I wouldn't have as much of a problem with it if every artist agreed for their works to be used, but these bots just scraped the open internet and took everything they could find and that's the training data.
It’s not worth creating your own art if an AI is just going to rip your style and take credit the second you post it.
This is almost verbatim the same argument they use against piracy saying if people can pirate "no one buys any disks from the store" - DP (Don't copy that Floppy). And it's wrong. I use AI the same way I use piracy, and I do appreciate real art. Which is why I say that the anti-AI arguments I see floating around are bullshit, you don't know people who use it, you're regurgitating ideas and talking points that don't apply evenly to all people, just like anti-piracy propaganda does.
I'm not taking credit for it, maybe some people do, but it's a strawman argument to say everyone does. I see AI generation as another form of piracy.
I wouldn’t have as much of a problem with it if every artist agreed for their works to be used, but these bots just scraped the open internet and took everything they could find and that’s the training data.
Like I said, same thing as piracy. The arguments against piracy fall onto deaf ears, and I don't respect them. Because Copyright, especially broken long copyright like what the US has is killing our culture. I don't respect it and will not honor it. People who make a moral panic about forms of piracy are basically screaming "Think of the children" as far as I'm concerned.
This is almost verbatim the same argument they use against piracy saying if people can pirate "no one buys any disks from the store"
Do you understand the different conext of wanting something to be profitable vs wanting people to know you made the thing you worked to create?
This is i think a core separation on the issue, and speaks to how little empathy the AI shovelers have for the tools they use trained on the hard work of real human beings.
I'm not taking credit for it, maybe some people do, but it's a strawman argument to say everyone does.
So who are these people crediting when the image they asked to be generated is using art that isn't credited?
People who make a moral panic about forms of piracy are basically screaming "Think of the children" as far as I'm concerned.
Spoken like someone who hasn't created art great enough that they want their name on it.
Spoken like someone who hasn’t created art great enough that they want their name on it.
Willing to bet that you along with the majority of the morally outraged people on this subject who are whining haven't either.

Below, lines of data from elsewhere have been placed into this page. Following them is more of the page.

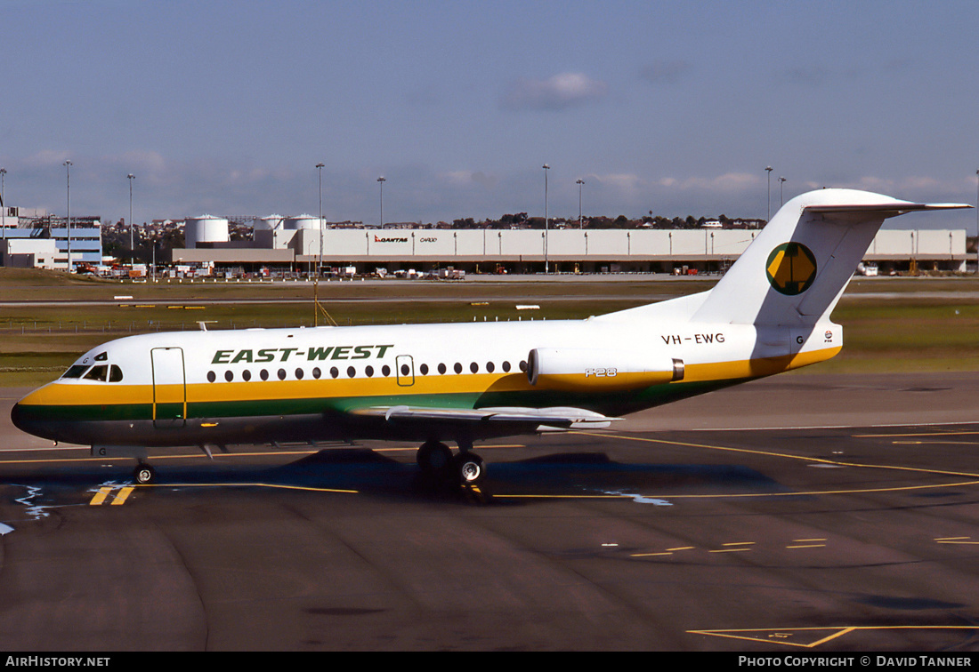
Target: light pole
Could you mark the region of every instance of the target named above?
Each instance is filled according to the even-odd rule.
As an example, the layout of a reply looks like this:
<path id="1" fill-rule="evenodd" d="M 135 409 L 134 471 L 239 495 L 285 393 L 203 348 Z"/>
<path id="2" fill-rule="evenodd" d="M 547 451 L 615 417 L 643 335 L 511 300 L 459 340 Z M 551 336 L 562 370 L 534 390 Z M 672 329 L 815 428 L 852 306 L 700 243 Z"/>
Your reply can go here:
<path id="1" fill-rule="evenodd" d="M 67 198 L 68 211 L 66 213 L 66 224 L 68 225 L 68 272 L 71 272 L 71 161 L 65 161 L 67 175 Z"/>
<path id="2" fill-rule="evenodd" d="M 377 182 L 381 185 L 381 228 L 384 228 L 384 183 L 387 182 L 384 176 L 377 178 Z"/>
<path id="3" fill-rule="evenodd" d="M 771 221 L 771 166 L 765 169 L 769 173 L 769 218 L 765 221 L 768 224 Z"/>
<path id="4" fill-rule="evenodd" d="M 5 244 L 7 242 L 7 206 L 3 202 L 3 197 L 4 197 L 4 182 L 5 182 L 4 178 L 6 177 L 7 177 L 7 168 L 0 168 L 0 217 L 3 218 L 3 223 L 0 224 L 0 229 L 3 229 L 3 240 Z M 6 245 L 4 245 L 4 247 L 5 249 L 3 251 L 7 251 Z"/>
<path id="5" fill-rule="evenodd" d="M 550 264 L 547 260 L 547 171 L 550 170 L 550 166 L 544 163 L 544 273 L 550 272 Z"/>
<path id="6" fill-rule="evenodd" d="M 582 185 L 584 184 L 584 180 L 579 179 L 578 182 L 578 228 L 581 230 L 582 226 Z"/>
<path id="7" fill-rule="evenodd" d="M 136 263 L 136 250 L 133 248 L 134 245 L 132 240 L 132 227 L 134 226 L 132 221 L 132 181 L 136 179 L 136 176 L 129 173 L 125 177 L 129 180 L 129 265 L 132 266 Z"/>
<path id="8" fill-rule="evenodd" d="M 323 164 L 317 163 L 319 172 L 319 259 L 316 261 L 316 277 L 323 273 Z"/>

They're usually at it for the same reasons people who whine about piracy do what they do and simp for IP holders, because they've seen others do it.
So who are these people crediting when the image they asked to be generated is using art that isn’t credited?
They aren't crediting anyone or taking credit, same as pirating content. Just like how we don't go out of our way to give credit to the people who pirated the content or the people who made the film.
copys identifiable techniques and prose.
I am not going to even indulge the idea of this of owning style or technique, I've seen some really toxic ideas around trying to own style, traits, or even a fictional species and this is downright petty, and one of the most extreme forms of gatekeeping in that space yet. It's also so low that it's not even protected by copyright but even if it were I'd respect it less than I do more concrete forms of intellectual property (which I don't respect either).
You can't personally attack me and then get buttmad when i jab back.
Whine if you want
Clutch pearls if you want
Cry harassment if you want
Intentionally misunderstand how copyright and ownership works if you want
Aknowledging the reality of this technology means you understand the training data is stolen. It's illegal. And it's objectively one of the laziest ways to make "art" since it requires almost no creativity or skill whatsoever.
Image generation is not possible without using the work of unconsenting artists. And you don't like the fact you aren't entitled to other people's work.